Regarding the strength of biscuits, I've been trying to recall where I got the info I posted previously. It finally came to me so I have pulled out the book to reference that article. Unfortunately there was no testing on single biscuit applications. But surprisingly to just about everyone, the three biscuit application outlasted even mortise and tenon construction. When the joint did finally fail at 3000 psi, it was the surrounding wood and not the biscuits that failed. One caveat being that when the biscuit joints failed, they failed completely, while some of the other joints tested held together after failure.

The test covered loose tenon, mortise and tenon, dowel, and tongue and groove joints along with the biscuited joints. And yes, even the two biscuit joint was stronger than all other joints, including dowels and coped (tongue and groove, in this case). More importantly, maybe, is that all the joints were plenty strong enough for a typical cabinet door.

For anyone who's interested in the details of this, the article is found in "Practical Design: Solutions & Strategies" published by Taunton Press. I believe the articles contained in the book come from Fine Woodworking Magazine so you may also be able to find it there. I recommend reading the article if you're interested, as there are many aspects and limitations of the testing that are far too lengthy for me to go into here.

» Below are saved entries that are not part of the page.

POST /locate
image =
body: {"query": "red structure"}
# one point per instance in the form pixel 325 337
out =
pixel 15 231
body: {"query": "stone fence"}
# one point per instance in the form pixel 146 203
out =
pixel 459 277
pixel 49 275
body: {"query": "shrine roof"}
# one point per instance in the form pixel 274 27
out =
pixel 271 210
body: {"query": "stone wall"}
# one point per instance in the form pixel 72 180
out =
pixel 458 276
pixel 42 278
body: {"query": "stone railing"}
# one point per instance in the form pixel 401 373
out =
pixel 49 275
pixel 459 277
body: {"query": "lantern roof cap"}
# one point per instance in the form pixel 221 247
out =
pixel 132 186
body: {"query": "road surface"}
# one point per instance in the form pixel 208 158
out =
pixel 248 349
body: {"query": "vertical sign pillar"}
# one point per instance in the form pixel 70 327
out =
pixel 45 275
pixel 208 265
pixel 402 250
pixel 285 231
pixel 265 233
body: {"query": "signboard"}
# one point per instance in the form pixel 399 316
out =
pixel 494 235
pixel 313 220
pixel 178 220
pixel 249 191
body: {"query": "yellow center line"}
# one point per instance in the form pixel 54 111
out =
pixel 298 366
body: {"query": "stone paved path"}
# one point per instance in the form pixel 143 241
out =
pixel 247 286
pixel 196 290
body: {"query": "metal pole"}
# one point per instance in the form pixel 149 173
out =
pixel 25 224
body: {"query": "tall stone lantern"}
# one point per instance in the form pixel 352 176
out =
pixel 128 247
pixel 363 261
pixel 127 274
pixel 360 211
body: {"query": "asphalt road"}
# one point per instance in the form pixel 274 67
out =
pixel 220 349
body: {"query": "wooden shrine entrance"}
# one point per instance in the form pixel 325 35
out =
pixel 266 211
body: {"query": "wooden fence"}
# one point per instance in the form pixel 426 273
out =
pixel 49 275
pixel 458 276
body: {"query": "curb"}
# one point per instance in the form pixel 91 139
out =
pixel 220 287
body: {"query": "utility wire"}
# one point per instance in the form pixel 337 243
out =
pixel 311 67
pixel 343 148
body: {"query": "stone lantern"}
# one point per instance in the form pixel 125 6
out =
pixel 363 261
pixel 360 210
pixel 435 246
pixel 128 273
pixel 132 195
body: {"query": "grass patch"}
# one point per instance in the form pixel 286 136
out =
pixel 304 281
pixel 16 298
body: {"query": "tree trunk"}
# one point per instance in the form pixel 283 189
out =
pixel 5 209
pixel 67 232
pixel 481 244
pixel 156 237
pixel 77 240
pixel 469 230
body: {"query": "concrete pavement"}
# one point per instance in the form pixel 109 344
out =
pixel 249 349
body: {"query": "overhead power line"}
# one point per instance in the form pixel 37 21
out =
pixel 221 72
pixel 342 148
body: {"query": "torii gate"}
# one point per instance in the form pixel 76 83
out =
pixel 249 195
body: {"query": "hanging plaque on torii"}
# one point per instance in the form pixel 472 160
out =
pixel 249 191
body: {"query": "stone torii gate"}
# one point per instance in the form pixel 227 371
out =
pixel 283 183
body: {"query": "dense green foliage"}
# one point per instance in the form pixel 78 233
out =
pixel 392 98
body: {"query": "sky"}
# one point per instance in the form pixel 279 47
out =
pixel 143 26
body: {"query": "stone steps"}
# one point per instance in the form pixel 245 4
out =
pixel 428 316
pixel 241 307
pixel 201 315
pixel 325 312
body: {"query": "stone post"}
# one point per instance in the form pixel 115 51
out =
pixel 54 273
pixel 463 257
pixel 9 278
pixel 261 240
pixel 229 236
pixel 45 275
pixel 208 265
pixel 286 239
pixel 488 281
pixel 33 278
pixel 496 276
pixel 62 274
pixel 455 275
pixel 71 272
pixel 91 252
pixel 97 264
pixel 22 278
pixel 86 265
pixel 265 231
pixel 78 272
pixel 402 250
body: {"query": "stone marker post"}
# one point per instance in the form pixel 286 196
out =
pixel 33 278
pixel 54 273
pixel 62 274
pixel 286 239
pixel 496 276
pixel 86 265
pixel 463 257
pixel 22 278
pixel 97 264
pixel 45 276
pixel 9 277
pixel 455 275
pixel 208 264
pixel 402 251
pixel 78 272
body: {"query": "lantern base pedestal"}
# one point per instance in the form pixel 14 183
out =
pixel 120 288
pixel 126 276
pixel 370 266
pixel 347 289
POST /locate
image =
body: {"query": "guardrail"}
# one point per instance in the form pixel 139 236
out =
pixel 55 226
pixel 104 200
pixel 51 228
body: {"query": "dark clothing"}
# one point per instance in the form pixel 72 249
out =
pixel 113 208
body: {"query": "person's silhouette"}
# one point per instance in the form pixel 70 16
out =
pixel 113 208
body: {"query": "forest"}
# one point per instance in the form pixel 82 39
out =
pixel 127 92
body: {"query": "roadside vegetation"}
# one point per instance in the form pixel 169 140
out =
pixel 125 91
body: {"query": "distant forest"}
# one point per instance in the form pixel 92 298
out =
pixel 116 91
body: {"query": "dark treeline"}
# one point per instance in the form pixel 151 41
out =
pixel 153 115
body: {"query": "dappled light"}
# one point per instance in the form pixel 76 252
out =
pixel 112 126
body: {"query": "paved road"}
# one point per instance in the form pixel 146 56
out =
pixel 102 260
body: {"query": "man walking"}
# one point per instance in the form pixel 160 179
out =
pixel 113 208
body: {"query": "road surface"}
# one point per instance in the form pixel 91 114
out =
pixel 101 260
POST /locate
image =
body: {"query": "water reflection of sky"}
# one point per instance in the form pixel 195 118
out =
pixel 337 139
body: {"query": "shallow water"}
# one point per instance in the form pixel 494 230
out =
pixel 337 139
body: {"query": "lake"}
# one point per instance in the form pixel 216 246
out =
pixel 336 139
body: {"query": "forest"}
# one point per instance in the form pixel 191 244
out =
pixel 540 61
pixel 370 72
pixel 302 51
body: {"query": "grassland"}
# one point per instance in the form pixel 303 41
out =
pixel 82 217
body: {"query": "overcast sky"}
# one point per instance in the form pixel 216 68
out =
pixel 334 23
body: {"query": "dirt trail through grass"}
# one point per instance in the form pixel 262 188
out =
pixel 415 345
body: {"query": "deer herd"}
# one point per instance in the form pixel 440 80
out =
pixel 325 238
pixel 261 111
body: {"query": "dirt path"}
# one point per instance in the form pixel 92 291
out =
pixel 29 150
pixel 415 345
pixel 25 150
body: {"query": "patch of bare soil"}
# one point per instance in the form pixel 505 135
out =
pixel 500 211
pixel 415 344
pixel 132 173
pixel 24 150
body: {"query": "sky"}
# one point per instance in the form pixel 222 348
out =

Suffice it to say it's interesting reading. And as I said before, I'll stick to my coped joints, as sometimes it's good to stay inside the box:)



From contributor F:
Interesting information on two biscuit joints being stronger than full mortise and tenon, which can be much longer than a biscuit's penetration into each side. Just want to say that the fit of a tenon or a biscuit is not a "pressure" thing… it is a space thing. There needs to be from .004" to .006" space left for optimum glue thickness according to data I have read on the strength of aliphatic resin glue.


From contributor Z:
Contributor F, remember, biscuits have an embossed grid on the surface, so the joint will probably never be starved. I wonder what caused the joint failure you saw. Maybe the glue wasn't cured before it went into the widebelt?


From contributor I:
Contributor J is correct about the article on biscuit strength compared to other joints. I've read the same article. Double biscuits did quite well on strength.